Deux nouveaux cas de suicide sur
les rails ont été enregistrés en Alsace début janvier. En France, 450
personnes se suicident chaque année sur la voie ferrée, signale la SNCF
qui a pris une série de mesures pour apporter un soutien psychologique
aux conducteurs de train confrontés à un « accident de personne ».

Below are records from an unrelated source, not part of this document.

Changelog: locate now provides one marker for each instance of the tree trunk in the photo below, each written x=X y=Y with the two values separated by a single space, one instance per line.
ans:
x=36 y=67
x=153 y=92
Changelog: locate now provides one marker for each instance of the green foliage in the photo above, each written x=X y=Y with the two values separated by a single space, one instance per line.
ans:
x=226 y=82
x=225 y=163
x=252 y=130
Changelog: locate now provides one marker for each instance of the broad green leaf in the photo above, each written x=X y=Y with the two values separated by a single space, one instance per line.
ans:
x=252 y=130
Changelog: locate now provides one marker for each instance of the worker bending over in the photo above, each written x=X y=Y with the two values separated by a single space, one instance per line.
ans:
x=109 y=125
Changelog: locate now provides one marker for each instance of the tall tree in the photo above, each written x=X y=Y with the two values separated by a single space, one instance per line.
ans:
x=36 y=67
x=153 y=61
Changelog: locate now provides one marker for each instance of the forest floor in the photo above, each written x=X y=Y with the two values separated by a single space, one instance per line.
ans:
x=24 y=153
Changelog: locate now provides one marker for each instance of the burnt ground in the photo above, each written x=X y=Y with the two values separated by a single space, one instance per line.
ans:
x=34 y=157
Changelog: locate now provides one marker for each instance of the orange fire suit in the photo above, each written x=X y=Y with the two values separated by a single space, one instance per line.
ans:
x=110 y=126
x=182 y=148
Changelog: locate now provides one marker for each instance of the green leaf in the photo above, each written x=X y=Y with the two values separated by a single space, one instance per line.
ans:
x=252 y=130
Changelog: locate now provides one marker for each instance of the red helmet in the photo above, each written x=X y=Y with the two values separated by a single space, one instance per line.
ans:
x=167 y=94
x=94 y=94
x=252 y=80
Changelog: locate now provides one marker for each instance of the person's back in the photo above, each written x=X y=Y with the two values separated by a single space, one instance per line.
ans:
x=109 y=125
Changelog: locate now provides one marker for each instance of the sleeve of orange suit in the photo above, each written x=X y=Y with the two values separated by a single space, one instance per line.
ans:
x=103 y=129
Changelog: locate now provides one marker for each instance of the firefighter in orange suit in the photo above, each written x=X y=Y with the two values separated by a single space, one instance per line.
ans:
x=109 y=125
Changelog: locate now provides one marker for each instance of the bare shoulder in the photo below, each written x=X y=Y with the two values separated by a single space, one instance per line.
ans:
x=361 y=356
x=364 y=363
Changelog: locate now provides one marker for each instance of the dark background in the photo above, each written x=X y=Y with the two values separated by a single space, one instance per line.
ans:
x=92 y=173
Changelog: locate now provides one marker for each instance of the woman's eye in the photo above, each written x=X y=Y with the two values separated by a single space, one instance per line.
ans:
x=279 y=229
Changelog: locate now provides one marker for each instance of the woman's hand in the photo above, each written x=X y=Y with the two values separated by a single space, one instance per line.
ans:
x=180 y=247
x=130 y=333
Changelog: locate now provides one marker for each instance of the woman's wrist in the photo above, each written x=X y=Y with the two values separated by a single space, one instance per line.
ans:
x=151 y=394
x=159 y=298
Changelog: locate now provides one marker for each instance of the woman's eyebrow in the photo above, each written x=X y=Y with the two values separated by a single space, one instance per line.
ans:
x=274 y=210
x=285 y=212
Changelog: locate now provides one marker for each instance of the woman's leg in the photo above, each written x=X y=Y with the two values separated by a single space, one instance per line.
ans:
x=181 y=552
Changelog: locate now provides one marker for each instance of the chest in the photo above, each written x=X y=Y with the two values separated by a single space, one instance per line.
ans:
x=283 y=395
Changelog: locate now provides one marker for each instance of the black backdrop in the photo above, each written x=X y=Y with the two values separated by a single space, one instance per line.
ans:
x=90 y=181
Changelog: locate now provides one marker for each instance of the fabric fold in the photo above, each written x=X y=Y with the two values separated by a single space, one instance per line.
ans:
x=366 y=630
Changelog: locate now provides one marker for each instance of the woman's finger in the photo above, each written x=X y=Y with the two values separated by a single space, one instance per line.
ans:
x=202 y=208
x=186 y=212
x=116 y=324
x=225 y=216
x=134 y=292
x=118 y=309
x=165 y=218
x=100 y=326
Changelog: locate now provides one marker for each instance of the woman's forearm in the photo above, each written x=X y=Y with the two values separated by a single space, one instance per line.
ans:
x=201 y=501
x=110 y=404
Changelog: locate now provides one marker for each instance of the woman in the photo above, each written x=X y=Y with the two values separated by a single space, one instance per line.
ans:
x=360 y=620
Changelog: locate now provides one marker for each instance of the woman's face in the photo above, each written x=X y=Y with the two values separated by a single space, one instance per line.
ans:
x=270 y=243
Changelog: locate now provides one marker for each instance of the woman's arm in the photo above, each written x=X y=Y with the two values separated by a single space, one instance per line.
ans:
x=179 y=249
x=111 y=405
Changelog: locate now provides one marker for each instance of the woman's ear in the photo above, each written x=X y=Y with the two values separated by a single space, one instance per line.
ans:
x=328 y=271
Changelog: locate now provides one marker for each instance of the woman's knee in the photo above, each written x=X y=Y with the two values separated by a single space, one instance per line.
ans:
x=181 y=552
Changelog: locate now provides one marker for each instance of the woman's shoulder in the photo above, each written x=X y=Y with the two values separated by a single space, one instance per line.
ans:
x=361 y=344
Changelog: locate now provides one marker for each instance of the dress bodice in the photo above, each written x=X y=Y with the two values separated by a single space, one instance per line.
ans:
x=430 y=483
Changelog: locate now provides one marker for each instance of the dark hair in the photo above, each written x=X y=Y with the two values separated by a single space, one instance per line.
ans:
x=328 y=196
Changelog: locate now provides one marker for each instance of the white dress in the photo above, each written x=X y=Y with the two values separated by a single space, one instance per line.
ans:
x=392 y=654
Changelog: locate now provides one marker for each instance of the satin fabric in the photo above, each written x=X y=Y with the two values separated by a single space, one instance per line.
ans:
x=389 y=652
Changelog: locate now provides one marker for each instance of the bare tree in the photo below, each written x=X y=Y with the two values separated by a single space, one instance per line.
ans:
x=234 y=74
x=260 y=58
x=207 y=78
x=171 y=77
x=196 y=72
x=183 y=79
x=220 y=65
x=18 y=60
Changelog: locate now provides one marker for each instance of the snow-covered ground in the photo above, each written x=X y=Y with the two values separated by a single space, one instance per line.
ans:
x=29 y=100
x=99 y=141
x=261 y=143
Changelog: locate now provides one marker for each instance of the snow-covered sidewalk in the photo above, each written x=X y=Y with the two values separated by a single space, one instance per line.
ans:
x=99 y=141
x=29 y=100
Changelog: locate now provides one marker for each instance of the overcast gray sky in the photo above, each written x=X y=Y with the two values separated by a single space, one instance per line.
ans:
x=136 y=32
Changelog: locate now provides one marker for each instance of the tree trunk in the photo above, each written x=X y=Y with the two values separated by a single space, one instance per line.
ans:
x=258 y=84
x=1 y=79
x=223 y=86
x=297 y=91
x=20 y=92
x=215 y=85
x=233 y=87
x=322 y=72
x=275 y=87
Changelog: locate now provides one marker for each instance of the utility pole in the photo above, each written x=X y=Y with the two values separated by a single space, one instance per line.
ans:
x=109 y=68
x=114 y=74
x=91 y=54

Vendredi 2 janvier, une femme s’est jetée sous un TER à
Ingwiller sur la ligne Sarreguemines-Strasbourg. Deux jours plus tard,
dimanche 4, un homme a mis fin à ses jours et à ceux de son fils, âgé
d’un an et demi, en se précipitant devant un train en gare de
Mundolsheim, près de Strasbourg.
Ces deux drames ne sont pas des
cas isolés. Le 14 décembre dernier, une femme est décédée après s’être
jetée sur les rails à Saverne. Chaque année en France, près de 450
personnes se suicident sur la voie ferrée, dévoile la direction
régionale de la SNCF à Strasbourg. Combien en Alsace ? La SNCF préfère
taire ce chiffre, même si la région « n’est ni plus, ni moins touchée
qu’une autre », lâche l’une de ses porte-parole.
Durant longtemps,
« pour ne pas donner de mauvaises idées », l’entreprise publique ne
communiquait pas du tout sur ces actes. Si elle le fait désormais, le
sujet reste en partie tabou. Pour preuve : elle ne parle pas de suicides
mais d’accidents de personnes, terme englobant les accidents classiques
et les gestes désespérés.
Impossible de « ne pas la taper »
«
Les suicides font partie des risques du métier. Nous essayons de ne pas
y penser, sinon nous ne pourrions plus aller travailler. Parfois, c’est
dur », explique un conducteur, en précisant n’avoir jamais été
concerné.
« C’est un truc présent dans nos esprits, surtout quand
il y a du monde près des voies », ajoute l’un de ses confrères, lui
aussi épargné jusque-là. « Il y a les images, le bruit et tout ce qui
suit », confie un autre agent ayant, lui, vécu un tel drame mais
préférant ne pas en dire plus, par pudeur autant que par crainte de sa
hiérarchie. « Des collègues m’ont raconté avoir vu des personnes leur
faire un signe, un salut, juste avant de les toucher », témoigne encore
un cheminot.
« En voiture, vous voyez une souris traverser la
route… Dans un train, c’est pareil. On voit tout. Il est donc important
que nos conducteurs comprennent qu’ils n’y sont pour rien, raison pour
laquelle nous les sensibilisons dès leur formation initiale. Ils sont
d’une certaine façon victimes du choix fait par la personne qui a mis
fin à ses jours », estime Olivier Nicklaus. Cadre transport traction,
l’homme a entre autres missions d’assister les 120 conducteurs TGV
rattachés à la direction régionale de la SNCF lors des interruptions de
circulation. « À 120 km/h, c’est-à-dire à sa vitesse de croisière, il
faut 600 à 900 m pour stopper un TER , martèle l’agent. Il faut 3 km
pour arrêter un TGV lancé à 320 km/h. Il est donc impossible d’éviter
une personne, de ne pas la taper. »
Arrêt maladie et soutien psychologique
«
Certains conducteurs n’ont aucun accident de personne durant toute leur
carrière, d’autres en ont jusqu’à sept ou huit, comme c’est le cas pour
l’un de nos agents strasbourgeois , poursuit Olivier Nicklaus. Chaque
expérience est différente, comme le sont les réactions. Il y a des
accidents de personnes plus faciles à vivre, entre guillemets, que
d’autres. Même si cela reste un décès, quand cela implique un enfant, un
jeune, c’est toujours plus compliqué que lorsqu’il s’agit d’une
personne âgée. Nous avons des conducteurs qui font rapidement la part
des choses, d’autres qui sont choqués plus profondément. »
La
procédure interne en place depuis de longues années prévoit que tout
cheminot est immédiatement relevé après un tel incident et reçoit
l’assistance, psychologique et technique, d’un cadre d’astreinte.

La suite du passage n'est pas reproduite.